Step 5: Chill and Serve
- Refrigerate the cheesecake for at least 4 hours, preferably overnight, to allow it to set properly.
- Once chilled, carefully remove the springform pan. Slice and serve chilled.

Nutritional Information
Here’s a breakdown of the nutritional information per slice (based on 12 servings):
Nutrient | Amount |
---|---|
Calories | 350 kcal |
Total Fat | 24g |
Saturated Fat | 10g |
Cholesterol | 70mg |
Sodium | 250mg |
Total Carbohydrates | 30g |
Dietary Fiber | 1g |
Sugars | 18g |
Protein | 7g |
Healthier Alternatives for the Recipe
If you’re looking to make your Peanut Butter And Jelly Cheesecake a bit healthier, consider these alternatives:
- Low-Fat Cream Cheese: Substitute regular cream cheese with low-fat versions to reduce calories.
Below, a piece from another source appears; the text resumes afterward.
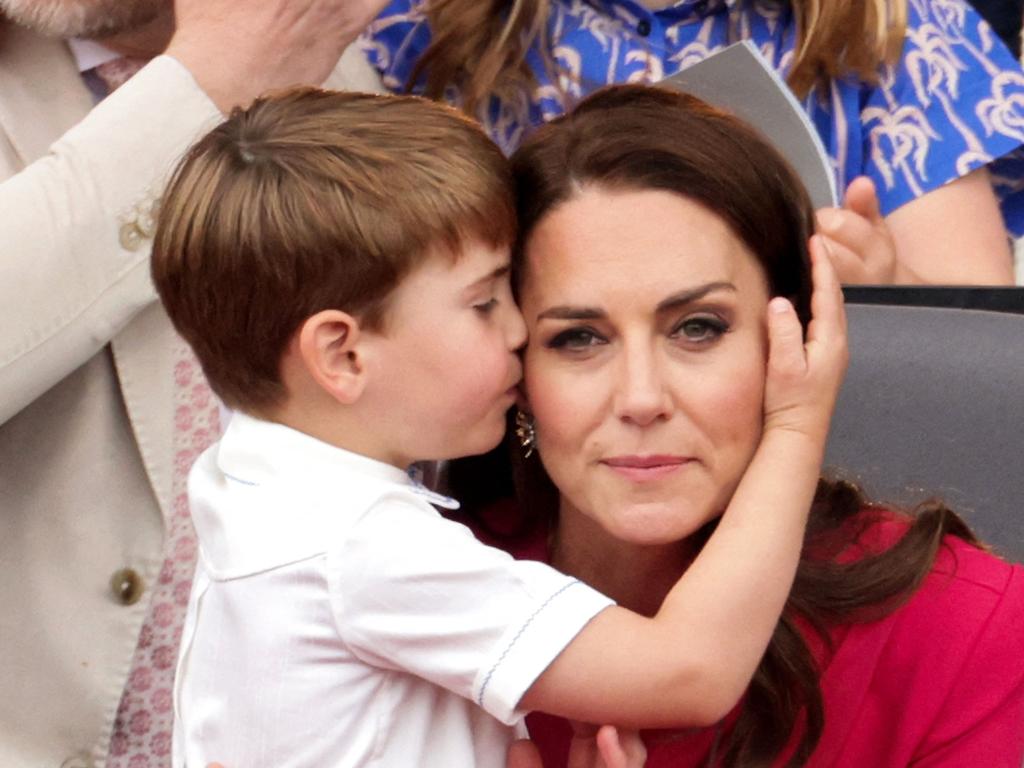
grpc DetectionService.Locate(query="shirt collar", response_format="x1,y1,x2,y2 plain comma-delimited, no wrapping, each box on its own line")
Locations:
68,37,121,72
188,413,458,580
- Natural Peanut Butter: Use natural peanut butter without added sugars or oils for a healthier fat option.
- Fruit Puree: Instead of jelly, try a homemade fruit puree for a fresher topping.
Serving Suggestions
To make your cheesecake even more inviting:
- Garnish with Chopped Peanuts: Sprinkle chopped peanuts on top for added texture and flavor.
- Serve with Fresh Berries: Pair with fresh strawberries or raspberries for a refreshing contrast.
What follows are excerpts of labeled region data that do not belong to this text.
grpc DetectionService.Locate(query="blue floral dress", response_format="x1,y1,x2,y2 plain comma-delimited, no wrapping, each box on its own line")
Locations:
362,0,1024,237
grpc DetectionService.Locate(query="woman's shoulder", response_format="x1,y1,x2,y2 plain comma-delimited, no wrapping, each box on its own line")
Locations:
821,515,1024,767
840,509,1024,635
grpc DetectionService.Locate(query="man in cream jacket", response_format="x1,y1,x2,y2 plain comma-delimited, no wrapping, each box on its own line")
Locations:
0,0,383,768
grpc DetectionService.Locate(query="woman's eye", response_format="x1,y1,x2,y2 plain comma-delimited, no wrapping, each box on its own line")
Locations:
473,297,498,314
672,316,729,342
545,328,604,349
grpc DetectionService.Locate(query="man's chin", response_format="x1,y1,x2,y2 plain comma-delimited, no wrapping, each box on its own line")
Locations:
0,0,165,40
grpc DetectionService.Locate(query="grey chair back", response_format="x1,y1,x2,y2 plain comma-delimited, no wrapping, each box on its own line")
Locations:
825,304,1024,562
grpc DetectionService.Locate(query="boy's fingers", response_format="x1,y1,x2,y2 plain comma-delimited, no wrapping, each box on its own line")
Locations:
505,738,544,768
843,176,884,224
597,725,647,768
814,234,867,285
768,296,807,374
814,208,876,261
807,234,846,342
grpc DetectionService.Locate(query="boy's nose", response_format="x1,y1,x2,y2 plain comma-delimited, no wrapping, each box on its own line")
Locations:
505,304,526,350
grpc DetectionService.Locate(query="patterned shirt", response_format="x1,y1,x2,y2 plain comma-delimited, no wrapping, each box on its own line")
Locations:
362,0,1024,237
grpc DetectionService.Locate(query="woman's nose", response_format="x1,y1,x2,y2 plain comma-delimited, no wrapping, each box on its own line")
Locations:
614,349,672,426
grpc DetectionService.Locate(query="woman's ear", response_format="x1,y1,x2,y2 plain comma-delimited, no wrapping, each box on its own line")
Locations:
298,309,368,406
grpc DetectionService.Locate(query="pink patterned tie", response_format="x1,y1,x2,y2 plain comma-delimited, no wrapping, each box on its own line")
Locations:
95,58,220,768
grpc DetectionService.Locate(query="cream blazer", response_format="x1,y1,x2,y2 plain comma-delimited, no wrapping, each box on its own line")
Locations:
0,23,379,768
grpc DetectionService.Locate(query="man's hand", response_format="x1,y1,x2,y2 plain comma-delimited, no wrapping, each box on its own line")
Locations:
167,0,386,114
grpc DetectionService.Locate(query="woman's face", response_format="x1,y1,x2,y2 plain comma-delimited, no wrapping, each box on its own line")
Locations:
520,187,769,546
- Drizzle with Chocolate Sauce: Add a drizzle of chocolate sauce for a decadent touch.
Common Mistakes to Avoid
Here are some common pitfalls to watch out for when making Peanut Butter And Jelly Cheesecake:
- Overmixing the Batter: This can incorporate too much air, leading to cracks. Mix just until combined.
- Skipping the Cooling Step: Allowing the cheesecake to cool in the oven helps prevent cracks. Don’t rush this step.
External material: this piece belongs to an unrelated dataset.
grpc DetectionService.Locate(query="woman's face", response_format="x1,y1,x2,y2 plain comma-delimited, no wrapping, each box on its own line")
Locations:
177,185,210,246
- Not Using Room Temperature Ingredients: Make sure all ingredients are at room temperature for a smoother batter.
Storing Tips for the Recipe
To keep your cheesecake fresh and delicious:
- Refrigeration: Store leftovers in an airtight container in the refrigerator for up to 5 days.
- Freezing: For longer storage, wrap the cheesecake tightly in plastic wrap and freeze for up to 3 months. Thaw in the refrigerator before serving.
- Prepping Ahead: You can prepare the crust and filling a day in advance; just assemble and bake the next day.
Conclusion
In summary, the Peanut Butter And Jelly Cheesecake is a delightful dessert that combines familiar flavors in a unique way. With its creamy filling and fruity topping, it’s sure to be a hit at any gathering. Try this recipe today and share your experience in the comments below. Don’t forget to subscribe for more delicious updates!
FAQs
Q1: Can I use crunchy peanut butter instead of creamy?
A1: Yes, using crunchy peanut butter will add texture to your cheesecake, making it even more delightful.
Q2: How do I prevent my cheesecake from cracking?
A2: To prevent cracking, avoid overmixing and allow the cheesecake to cool gradually in the oven after baking.
Q3: Can I make this cheesecake ahead of time?
A3: Absolutely! This cheesecake can be made a day or two in advance, and it actually tastes better after chilling.

Peanut Butter And Jelly Cheesecake
Ingredients
- For the Crust:
- 1 ½ cups graham cracker crumbs
- 1/3 cup granulated sugar
- 1/2 cup unsalted butter, melted
- For the Cheesecake Filling:
- 16 oz cream cheese, softened
- 1 cup creamy peanut butter
- 1 cup powdered sugar
- 1 teaspoon vanilla extract
- 3 large eggs
- 1/2 cup sour cream
- For the Jelly Topping:
- 1 cup grape or strawberry jelly
- 1 tablespoon lemon juice
Instructions
- Prepare the Crust: Preheat oven to 350°F (175°C). Mix graham cracker crumbs, sugar, and melted butter. Press into a 9-inch springform pan. Bake for 8-10 minutes until golden. Let cool.
- Make the Cheesecake Filling: Beat cream cheese until smooth. Add peanut butter, powdered sugar, and vanilla; mix until combined. Add eggs one at a time, mixing well. Fold in sour cream.
- Bake the Cheesecake: Pour filling over cooled crust. Bake for 50-60 minutes until edges are set. Turn off oven and let cool inside for 1 hour.
- Prepare the Jelly Topping: Heat jelly and lemon juice in a saucepan until melted. Pour over cooled cheesecake.
- Chill and Serve: Refrigerate for at least 4 hours or overnight. Slice and serve chilled.